Presidente Temer no sería el salvador que esperaban los brasileños

martes 6 de diciembre de 2016 14:53 GYT
 

Por Paulo Prada

RIO DE JANEIRO, 6 dic (Reuters) - Cuando Michel Temer asumió la presidencia de Brasil, en mayo, muchos esperaban que su administración pudiera sobreponerse al estancamiento político, los escándalos de corrupción y los problemas económicos que afectan al país.

Pero siete meses después, los problemas del país parecen tan enormes como cuando Temer y sus aliados del Congreso orquestaron el juicio político contra Dilma Rousseff. El gobierno está asediado por escándalos, una legislatura inmanejable y una economía que anotaría su tercer año de recesión.

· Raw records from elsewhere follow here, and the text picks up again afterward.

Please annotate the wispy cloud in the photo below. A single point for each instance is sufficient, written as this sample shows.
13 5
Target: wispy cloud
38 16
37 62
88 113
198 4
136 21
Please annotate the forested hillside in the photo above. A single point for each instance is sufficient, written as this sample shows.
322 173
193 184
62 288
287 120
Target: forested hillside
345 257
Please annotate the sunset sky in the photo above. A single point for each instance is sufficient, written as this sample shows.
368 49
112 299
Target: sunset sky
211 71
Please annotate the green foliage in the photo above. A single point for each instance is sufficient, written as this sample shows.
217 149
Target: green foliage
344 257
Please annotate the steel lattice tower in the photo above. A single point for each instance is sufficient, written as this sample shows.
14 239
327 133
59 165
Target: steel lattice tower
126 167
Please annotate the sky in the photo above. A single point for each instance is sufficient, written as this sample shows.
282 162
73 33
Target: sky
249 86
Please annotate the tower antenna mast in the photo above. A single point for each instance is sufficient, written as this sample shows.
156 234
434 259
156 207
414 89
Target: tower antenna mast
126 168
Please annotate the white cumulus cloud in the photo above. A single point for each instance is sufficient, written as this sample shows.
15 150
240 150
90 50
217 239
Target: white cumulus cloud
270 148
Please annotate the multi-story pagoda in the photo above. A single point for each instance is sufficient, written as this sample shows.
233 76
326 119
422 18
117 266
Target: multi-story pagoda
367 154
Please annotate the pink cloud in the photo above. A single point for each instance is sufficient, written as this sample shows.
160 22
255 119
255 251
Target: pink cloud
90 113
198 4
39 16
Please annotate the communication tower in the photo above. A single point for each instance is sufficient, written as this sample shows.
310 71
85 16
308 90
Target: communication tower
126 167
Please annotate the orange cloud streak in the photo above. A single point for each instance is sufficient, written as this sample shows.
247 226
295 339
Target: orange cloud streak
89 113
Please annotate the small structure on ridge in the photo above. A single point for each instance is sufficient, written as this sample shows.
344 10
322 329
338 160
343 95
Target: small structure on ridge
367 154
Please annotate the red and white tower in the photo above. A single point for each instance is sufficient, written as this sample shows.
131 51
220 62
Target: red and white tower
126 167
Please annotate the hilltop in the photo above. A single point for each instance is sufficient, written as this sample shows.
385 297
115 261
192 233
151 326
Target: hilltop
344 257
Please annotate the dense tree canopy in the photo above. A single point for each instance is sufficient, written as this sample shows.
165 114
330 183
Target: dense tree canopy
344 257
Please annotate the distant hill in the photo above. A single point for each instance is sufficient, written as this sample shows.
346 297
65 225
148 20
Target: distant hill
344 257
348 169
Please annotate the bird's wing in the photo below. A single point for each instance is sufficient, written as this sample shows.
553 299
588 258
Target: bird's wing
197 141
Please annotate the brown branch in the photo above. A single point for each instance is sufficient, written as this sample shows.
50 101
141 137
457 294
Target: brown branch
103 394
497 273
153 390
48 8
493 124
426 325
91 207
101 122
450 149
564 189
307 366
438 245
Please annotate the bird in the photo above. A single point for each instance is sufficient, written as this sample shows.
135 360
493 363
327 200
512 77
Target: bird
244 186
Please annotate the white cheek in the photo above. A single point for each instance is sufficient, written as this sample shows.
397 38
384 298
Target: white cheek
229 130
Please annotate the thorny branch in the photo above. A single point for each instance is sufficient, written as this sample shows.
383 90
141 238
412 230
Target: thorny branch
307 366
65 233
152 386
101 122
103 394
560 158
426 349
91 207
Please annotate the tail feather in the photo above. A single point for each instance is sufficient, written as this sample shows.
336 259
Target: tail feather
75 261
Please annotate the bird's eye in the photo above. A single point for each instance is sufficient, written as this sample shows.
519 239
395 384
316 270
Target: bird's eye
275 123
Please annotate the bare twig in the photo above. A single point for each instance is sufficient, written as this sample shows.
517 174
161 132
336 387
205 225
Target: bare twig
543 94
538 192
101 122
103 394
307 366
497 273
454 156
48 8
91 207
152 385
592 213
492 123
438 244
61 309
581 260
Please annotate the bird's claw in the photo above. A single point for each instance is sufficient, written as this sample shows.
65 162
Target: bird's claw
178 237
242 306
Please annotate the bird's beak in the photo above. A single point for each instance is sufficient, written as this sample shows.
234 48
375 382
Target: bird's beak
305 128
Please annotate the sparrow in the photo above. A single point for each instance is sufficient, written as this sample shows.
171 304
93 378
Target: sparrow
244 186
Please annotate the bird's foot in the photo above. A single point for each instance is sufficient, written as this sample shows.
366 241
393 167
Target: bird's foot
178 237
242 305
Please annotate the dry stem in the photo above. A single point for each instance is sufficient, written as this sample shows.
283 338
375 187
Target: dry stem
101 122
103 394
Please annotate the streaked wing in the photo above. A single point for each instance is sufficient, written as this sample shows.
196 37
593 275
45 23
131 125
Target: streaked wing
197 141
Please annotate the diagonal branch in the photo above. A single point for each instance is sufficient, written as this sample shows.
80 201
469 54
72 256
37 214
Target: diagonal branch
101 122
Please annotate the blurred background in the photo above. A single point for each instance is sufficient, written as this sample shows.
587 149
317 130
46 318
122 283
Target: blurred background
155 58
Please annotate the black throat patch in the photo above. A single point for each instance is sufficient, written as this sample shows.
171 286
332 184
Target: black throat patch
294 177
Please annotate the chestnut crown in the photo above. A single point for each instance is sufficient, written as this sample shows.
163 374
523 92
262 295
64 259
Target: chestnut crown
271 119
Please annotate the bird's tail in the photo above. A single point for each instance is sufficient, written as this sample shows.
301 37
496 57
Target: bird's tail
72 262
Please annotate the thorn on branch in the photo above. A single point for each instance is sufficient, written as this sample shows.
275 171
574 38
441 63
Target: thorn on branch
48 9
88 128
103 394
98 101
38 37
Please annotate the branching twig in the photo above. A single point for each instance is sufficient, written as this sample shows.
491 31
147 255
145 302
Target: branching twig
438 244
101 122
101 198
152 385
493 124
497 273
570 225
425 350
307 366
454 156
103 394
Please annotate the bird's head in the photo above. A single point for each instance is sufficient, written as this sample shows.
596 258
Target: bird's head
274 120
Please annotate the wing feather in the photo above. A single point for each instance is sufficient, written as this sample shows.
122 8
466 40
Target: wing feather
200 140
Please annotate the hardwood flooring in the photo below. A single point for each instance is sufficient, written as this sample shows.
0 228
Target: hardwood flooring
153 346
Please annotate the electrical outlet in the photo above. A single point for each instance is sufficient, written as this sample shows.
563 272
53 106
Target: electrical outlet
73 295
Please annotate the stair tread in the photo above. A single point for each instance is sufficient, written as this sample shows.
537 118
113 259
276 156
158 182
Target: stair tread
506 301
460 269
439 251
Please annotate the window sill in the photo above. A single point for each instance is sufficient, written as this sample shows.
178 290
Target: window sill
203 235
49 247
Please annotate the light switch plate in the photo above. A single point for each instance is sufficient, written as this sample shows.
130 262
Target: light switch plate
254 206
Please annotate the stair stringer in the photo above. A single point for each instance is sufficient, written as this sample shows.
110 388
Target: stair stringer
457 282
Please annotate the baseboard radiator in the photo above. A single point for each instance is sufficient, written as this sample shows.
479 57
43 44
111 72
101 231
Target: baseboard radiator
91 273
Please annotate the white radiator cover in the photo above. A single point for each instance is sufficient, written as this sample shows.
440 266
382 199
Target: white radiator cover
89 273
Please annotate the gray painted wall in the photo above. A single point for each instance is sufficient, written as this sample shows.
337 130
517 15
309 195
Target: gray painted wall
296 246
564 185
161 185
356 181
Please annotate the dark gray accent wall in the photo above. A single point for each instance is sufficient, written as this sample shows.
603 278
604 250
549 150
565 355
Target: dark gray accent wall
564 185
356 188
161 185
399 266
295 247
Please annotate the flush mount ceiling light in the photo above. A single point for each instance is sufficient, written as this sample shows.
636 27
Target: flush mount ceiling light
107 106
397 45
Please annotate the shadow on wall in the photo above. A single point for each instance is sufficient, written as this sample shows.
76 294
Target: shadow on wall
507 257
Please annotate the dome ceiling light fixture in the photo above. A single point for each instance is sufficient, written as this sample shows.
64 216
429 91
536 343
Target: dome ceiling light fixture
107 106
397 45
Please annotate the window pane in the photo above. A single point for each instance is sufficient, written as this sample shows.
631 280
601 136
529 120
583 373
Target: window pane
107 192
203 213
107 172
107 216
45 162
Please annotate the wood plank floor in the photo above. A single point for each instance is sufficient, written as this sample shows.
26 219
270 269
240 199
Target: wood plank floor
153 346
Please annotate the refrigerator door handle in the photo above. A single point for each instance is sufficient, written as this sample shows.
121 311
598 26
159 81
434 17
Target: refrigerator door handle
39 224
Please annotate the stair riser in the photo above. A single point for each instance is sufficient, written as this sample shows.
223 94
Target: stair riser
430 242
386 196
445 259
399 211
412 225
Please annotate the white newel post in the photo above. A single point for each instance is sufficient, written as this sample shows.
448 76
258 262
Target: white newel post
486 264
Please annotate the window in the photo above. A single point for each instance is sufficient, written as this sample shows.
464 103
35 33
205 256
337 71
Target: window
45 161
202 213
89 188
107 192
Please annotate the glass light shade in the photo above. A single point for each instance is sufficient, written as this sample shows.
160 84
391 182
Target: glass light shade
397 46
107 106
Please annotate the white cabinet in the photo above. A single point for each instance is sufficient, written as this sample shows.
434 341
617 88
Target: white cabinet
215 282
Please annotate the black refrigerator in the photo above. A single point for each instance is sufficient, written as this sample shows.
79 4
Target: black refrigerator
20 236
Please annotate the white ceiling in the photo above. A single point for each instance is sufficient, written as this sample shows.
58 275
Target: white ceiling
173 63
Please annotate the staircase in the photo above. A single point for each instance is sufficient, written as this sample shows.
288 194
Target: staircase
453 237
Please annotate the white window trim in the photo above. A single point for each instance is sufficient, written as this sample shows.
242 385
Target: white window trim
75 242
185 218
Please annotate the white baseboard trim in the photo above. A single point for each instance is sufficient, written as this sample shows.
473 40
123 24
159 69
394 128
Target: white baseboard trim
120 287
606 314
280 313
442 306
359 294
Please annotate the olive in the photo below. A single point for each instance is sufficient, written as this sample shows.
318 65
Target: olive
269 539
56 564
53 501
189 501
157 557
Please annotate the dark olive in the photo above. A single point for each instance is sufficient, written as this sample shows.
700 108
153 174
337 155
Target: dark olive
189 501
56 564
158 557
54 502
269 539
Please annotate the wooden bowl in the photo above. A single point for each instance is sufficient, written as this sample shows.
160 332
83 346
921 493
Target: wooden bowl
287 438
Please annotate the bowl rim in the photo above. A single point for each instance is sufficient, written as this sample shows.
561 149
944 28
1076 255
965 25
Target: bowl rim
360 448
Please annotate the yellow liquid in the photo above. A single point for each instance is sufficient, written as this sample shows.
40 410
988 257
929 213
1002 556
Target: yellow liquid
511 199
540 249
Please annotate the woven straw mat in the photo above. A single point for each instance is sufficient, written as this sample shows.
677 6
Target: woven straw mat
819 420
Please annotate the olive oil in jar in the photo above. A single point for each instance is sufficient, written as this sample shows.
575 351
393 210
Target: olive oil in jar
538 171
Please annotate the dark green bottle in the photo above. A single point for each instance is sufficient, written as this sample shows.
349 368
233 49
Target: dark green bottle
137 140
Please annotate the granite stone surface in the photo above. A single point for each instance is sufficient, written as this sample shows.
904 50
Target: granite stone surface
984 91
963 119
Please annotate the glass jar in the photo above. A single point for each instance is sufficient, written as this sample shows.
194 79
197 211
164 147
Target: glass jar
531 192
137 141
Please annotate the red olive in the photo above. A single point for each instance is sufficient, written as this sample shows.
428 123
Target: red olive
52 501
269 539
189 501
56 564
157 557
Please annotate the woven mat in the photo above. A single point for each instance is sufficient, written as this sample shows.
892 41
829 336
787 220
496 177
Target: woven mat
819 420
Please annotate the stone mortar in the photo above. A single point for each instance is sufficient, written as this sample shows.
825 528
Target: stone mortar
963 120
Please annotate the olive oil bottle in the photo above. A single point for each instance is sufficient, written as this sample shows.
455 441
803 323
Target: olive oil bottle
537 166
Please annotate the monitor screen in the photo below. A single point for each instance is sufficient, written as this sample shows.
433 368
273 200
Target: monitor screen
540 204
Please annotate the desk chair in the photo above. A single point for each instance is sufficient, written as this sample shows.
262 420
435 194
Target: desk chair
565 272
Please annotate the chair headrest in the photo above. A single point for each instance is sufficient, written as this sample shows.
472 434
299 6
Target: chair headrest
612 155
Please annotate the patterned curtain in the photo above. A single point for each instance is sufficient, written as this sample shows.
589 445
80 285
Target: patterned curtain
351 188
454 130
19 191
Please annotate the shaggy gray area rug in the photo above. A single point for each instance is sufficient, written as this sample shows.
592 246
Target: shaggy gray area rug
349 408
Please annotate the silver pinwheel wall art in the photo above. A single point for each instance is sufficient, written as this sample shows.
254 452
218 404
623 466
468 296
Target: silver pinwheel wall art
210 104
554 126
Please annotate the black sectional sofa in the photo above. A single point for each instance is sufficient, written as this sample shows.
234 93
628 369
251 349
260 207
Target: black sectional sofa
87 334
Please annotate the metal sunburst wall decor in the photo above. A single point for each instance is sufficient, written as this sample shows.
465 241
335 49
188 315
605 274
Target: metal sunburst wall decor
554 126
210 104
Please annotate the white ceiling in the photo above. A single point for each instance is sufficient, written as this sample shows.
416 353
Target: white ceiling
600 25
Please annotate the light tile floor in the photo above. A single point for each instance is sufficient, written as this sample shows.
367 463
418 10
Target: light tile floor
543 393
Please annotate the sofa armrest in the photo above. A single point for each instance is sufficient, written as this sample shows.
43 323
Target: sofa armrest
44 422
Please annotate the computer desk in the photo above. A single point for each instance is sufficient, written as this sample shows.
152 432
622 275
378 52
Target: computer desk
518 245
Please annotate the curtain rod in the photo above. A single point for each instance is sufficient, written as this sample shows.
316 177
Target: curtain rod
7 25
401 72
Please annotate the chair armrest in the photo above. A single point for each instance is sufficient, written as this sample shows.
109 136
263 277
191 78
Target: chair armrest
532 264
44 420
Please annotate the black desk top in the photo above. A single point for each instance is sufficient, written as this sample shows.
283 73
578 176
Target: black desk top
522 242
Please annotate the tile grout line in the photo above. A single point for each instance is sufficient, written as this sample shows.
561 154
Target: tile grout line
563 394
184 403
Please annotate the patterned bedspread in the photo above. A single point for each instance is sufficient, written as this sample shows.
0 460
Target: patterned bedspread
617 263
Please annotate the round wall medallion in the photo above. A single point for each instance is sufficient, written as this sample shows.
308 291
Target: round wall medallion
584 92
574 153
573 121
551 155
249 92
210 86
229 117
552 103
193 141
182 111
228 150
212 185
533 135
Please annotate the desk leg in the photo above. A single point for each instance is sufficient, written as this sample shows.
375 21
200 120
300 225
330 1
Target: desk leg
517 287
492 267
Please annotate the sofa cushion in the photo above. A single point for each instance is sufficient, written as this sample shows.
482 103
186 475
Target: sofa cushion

"Ya tenemos una crisis de confianza tan mala como la que tuvimos con Dilma", observó Cristovam Buarque, senador veterano de izquierda que fue atacado por sus compañeros por apoyar el juicio político contra Rousseff. "No se ven señales de que el país pueda salir de este lío".

Temer fue vicepresidente de Rousseff y ayudó a crear ese lío, según sus detractores. Además, su Partido de Movimiento Democrático Brasileño (PMDB) fue parte clave de la coalición del Partido de los Trabajadores (PT) de la ex presidenta.

El mandatario, que dice que su especialidad es el "arbitraje de conflictos", no es el salvador que anhelaban muchos brasileños. "Es alguien conocido por adaptarse, no por liderar con ideas, certeza y fortaleza", declaró Rafael Cortez, cientista político de la consultora Tendencias, en Sao Paulo.

Pese a que el gobierno insiste en que sacará al país del abismo, muchos brasileños se están impacientando, recordando el auge económico previo al gobierno de Rousseff. El desempleo está llegando al 12 por ciento, la economía se contrajo por séptimo trimestre seguido, la confianza está tan baja que las empresas no invierten y los consumidores no gastan, y muchos estados están tan sumidos en la quiebra que es probable que requieran rescates completos.